Iron Curtain, The (1995): Impact of Stalin on One Russian Family

Moscow Film Fest, July 25, 1995–A grand, imposing 4-hour-epic, Savva Kulish’s The Iron Curtain offers a powerfully insightful look at the impact of Stalin’s totalitarian regime on one Russian family between 1947 and 1957.

Despite excessive running time, ambitious scope and impressive scale should place the film, which deals with an important but little-chronicled era, in film festivals, retrospectives of Russian cinema, and eventually perhaps even Public TV.

The saga begins in 1947, when Kostia (Sasha Bukovsky), the son of a Jewish mother and Ukrainian father, is introduced as the new student in school.

The school features prominently in the story, as it’s here that the children are ideologically indoctrinated to believe that Stalin is the system’s prize and glory, both a person and a symbol that call for selfless sacrifice and worship; the leader’s photo is inescapably seen on every wall.

The film conveys effectively the fear that prevailed in those years, specifically how parents avoided telling their children the truth about their backgrounds–and politics–because it was so dangerous and risky to do so. Indeed, as Kostia’s family shares the same cramped space with two other families, there are inevitable tensions–one concerning legal permit to live and work in Moscow. Dinners and other collective celebrations are almost always interrupted as soon as the discussion veers into heavy, inevitably divisive politics.

As a coming-of-age tale, told from a child’s P.O.V., The Iron Curtain captures in detail the process of growing up in such turbulent times: the incessant street fights among kids, the rigid hierarchy that split families and peers, friendships that in vain tried to overcome opposing backgrounds, and perhaps most important of all how meaningful and all-pervasive was the membership in the Komsomol, the influential youth organization which was ruled by the Party.

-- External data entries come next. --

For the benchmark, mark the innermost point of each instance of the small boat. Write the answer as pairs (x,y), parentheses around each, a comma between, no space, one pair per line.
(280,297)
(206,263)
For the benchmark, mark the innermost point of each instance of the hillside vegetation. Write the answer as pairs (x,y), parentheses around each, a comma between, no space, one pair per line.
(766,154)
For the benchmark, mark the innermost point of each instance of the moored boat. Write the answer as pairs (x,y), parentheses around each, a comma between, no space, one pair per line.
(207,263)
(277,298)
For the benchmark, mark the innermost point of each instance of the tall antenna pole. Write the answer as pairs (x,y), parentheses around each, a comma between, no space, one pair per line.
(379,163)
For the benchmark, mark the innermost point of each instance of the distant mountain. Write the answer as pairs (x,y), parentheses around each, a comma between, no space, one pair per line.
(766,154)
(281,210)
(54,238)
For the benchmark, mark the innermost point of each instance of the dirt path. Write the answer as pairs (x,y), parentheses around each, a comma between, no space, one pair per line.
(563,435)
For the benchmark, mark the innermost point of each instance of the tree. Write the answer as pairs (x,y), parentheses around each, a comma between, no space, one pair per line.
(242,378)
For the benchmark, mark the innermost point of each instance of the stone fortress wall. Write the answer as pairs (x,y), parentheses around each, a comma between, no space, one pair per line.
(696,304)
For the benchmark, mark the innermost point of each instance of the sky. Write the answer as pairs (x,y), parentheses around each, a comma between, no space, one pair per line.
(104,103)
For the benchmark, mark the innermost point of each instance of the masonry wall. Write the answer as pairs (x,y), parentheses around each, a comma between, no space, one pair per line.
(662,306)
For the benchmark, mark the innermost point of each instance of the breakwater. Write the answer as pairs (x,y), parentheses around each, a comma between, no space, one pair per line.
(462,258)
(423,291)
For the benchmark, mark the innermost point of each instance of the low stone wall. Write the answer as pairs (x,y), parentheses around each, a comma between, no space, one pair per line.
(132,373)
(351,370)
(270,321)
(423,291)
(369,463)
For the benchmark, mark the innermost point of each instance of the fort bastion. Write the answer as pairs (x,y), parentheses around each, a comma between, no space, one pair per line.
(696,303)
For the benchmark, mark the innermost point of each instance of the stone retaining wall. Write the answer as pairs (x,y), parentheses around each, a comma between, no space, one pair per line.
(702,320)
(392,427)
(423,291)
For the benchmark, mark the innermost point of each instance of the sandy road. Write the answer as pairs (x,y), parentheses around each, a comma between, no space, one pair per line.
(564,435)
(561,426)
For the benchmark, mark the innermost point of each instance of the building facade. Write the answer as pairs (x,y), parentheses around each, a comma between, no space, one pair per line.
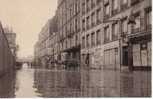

Periodically, the film gets too self-conscious about its monumental task, conveying the feeling that it’s looking down at history from a great height. This is especially so in the second half, where the director is so concerned with covering large thematic territory that Kostia’s character as an adolescent almost gets lost in the melodramatic maze. The last 15 minutes, during which the story jumps ahead to l989 and then again to l991, are too jumbled–and overly preachy.

Even so, The Iron Curtain is extremely successful in visualizing a terror regime in which political dissidents suddenly disappeared and “rebellious” scientists were put on public trial. Ultimately, the film works best as the touching story of one family that clashed with the State in its struggle to save their boy’s soul.

One of most expensive Russian productions of the last decade, the movie includes numerous locales, sets and costumes. There’s excellent use of documentary footage, rarely seen in the West, of the l952 Soviet Air-Force Day, Stalin’s death in l953, and the Moscow International Youth Festival in l957. This footage brings commendable authenticity to the recreation of the socio-political atmosphere in the post-War period.